My current congrats are technically more of the, "way to go! you got a guy to want to live with you!" variety. They're congrats on not breaking up, or congrats on being mature enough to take a big step in your relationship, or congrats on arriving at a point in that relationship where you believe you can compromise on where the shoes should live. Are they accomplishments by the simple definition of the word, yes, but at no point in the beginning of the relationship did people say, "nice guy, good luck not breaking up." It's like these congrats upon moving in imply that the whole world didn't think it was particularly likely. That the odds of arriving at "move in" are so low, they deserve recognition. Oh, you did it? Wow, what's the chance! Congrats!
I guess it's also curious because no one said congrats when I announced I was moving into a 200 square foot apartment in Manhattan with a rando off Craigslist. They said, "wow," or, "cool...," or, "you're paying that for that?!" Somehow the world didn't view my ability to live on my own, navigate the Manhattan real estate market, or finagle a way to pay 1K a month on a 28K salary as worthy of commendation. Trust me, it was a lot harder than settling into a lovely one bedroom with a giant back patio on the cusp of Beverly Hills will be.
I know it's not an uncommon reaction to this common life milestone. I, myself, have probably offered congratulations to a friend in a similar situation.

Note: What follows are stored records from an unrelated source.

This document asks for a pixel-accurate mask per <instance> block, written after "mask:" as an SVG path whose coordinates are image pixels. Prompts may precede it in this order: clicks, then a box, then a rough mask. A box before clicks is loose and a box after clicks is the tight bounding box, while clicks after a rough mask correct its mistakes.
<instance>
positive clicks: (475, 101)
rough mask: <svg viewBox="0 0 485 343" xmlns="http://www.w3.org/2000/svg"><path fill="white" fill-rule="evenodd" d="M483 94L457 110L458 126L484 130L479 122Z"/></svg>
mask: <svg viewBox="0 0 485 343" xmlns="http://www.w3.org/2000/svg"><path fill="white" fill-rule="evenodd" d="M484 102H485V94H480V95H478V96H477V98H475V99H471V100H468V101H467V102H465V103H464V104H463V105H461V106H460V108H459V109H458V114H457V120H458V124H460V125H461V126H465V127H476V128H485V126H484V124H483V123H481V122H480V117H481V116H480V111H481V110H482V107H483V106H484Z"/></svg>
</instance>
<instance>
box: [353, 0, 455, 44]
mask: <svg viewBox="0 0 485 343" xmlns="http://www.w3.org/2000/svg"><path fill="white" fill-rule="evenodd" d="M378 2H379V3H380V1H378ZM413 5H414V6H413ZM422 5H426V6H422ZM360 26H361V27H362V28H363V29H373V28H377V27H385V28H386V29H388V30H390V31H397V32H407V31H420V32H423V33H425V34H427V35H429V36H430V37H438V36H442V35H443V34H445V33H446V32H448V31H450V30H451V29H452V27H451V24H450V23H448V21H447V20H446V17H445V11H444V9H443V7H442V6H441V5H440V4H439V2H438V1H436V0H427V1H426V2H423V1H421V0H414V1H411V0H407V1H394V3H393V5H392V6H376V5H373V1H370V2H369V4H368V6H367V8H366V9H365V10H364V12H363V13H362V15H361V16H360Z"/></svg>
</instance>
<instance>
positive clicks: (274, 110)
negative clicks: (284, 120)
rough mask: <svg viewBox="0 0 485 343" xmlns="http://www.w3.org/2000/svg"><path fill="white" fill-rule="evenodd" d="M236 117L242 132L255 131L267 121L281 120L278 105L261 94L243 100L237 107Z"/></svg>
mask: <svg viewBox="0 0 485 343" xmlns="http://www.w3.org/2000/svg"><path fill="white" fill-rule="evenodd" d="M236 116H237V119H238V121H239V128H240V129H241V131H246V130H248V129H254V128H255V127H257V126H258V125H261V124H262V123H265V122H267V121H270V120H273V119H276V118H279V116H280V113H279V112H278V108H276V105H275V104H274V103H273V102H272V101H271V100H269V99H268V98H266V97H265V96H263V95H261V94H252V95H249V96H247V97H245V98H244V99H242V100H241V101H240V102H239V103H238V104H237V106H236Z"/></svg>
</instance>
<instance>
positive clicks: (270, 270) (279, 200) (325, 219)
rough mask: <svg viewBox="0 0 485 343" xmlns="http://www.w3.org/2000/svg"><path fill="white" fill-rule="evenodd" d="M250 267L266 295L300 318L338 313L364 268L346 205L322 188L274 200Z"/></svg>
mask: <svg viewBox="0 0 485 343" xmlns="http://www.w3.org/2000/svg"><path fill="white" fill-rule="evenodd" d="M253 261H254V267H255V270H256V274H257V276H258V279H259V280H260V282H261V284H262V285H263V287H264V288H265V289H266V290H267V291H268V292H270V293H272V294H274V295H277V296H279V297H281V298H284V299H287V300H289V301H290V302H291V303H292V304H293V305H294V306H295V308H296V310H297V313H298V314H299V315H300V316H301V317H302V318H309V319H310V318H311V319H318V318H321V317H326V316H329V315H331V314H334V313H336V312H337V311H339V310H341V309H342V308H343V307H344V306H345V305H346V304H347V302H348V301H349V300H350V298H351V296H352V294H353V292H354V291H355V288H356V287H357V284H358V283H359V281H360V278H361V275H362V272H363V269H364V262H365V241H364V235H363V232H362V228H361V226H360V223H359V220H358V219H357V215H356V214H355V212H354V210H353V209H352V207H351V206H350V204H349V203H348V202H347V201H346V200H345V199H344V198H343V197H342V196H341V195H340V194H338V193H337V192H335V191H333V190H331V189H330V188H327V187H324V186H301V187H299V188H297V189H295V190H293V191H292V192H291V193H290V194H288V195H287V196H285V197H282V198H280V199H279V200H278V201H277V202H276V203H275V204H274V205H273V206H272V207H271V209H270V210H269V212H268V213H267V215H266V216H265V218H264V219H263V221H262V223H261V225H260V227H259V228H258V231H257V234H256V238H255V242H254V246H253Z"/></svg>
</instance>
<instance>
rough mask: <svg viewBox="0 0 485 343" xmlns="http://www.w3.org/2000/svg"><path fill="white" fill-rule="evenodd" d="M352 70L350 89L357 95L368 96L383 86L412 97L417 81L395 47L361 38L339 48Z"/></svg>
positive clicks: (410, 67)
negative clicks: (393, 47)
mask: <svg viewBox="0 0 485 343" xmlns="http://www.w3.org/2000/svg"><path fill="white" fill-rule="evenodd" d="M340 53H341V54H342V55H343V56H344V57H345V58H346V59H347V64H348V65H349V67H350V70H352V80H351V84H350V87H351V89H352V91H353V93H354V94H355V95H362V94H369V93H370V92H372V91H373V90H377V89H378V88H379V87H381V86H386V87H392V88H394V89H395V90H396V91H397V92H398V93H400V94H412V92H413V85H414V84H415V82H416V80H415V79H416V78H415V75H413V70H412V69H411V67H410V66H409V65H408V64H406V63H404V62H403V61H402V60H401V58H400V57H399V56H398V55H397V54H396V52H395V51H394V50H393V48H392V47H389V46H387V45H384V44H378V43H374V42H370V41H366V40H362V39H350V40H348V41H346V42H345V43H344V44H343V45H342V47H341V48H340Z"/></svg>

But when you, yourself, are sharing the news, the congrats feels somewhat strange or unjustified.
"That's great, though!" a colleague said, "It means you don't feel like it was difficult at all to get to this point.
Maybe that's it. Maybe all these congrats make me feel like moving in with R is somehow a bigger deal than it is in my head. I never doubted we'd get to this point. Now that we're here it just feel exciting and natural. So maybe that's the rub for me, hearing, "you did it!" when I never questioned whether this day would arrive.
Of course, talk to me after I move my never-to-be-disclosed amount of shoes into R's not-the-biggest-walk-in-you've-ever-seen closet. I wholly welcome your congrats now, but after that war is waged, I'll actually deserve them.
Wish us/me luck! Or, you know, however you want to react.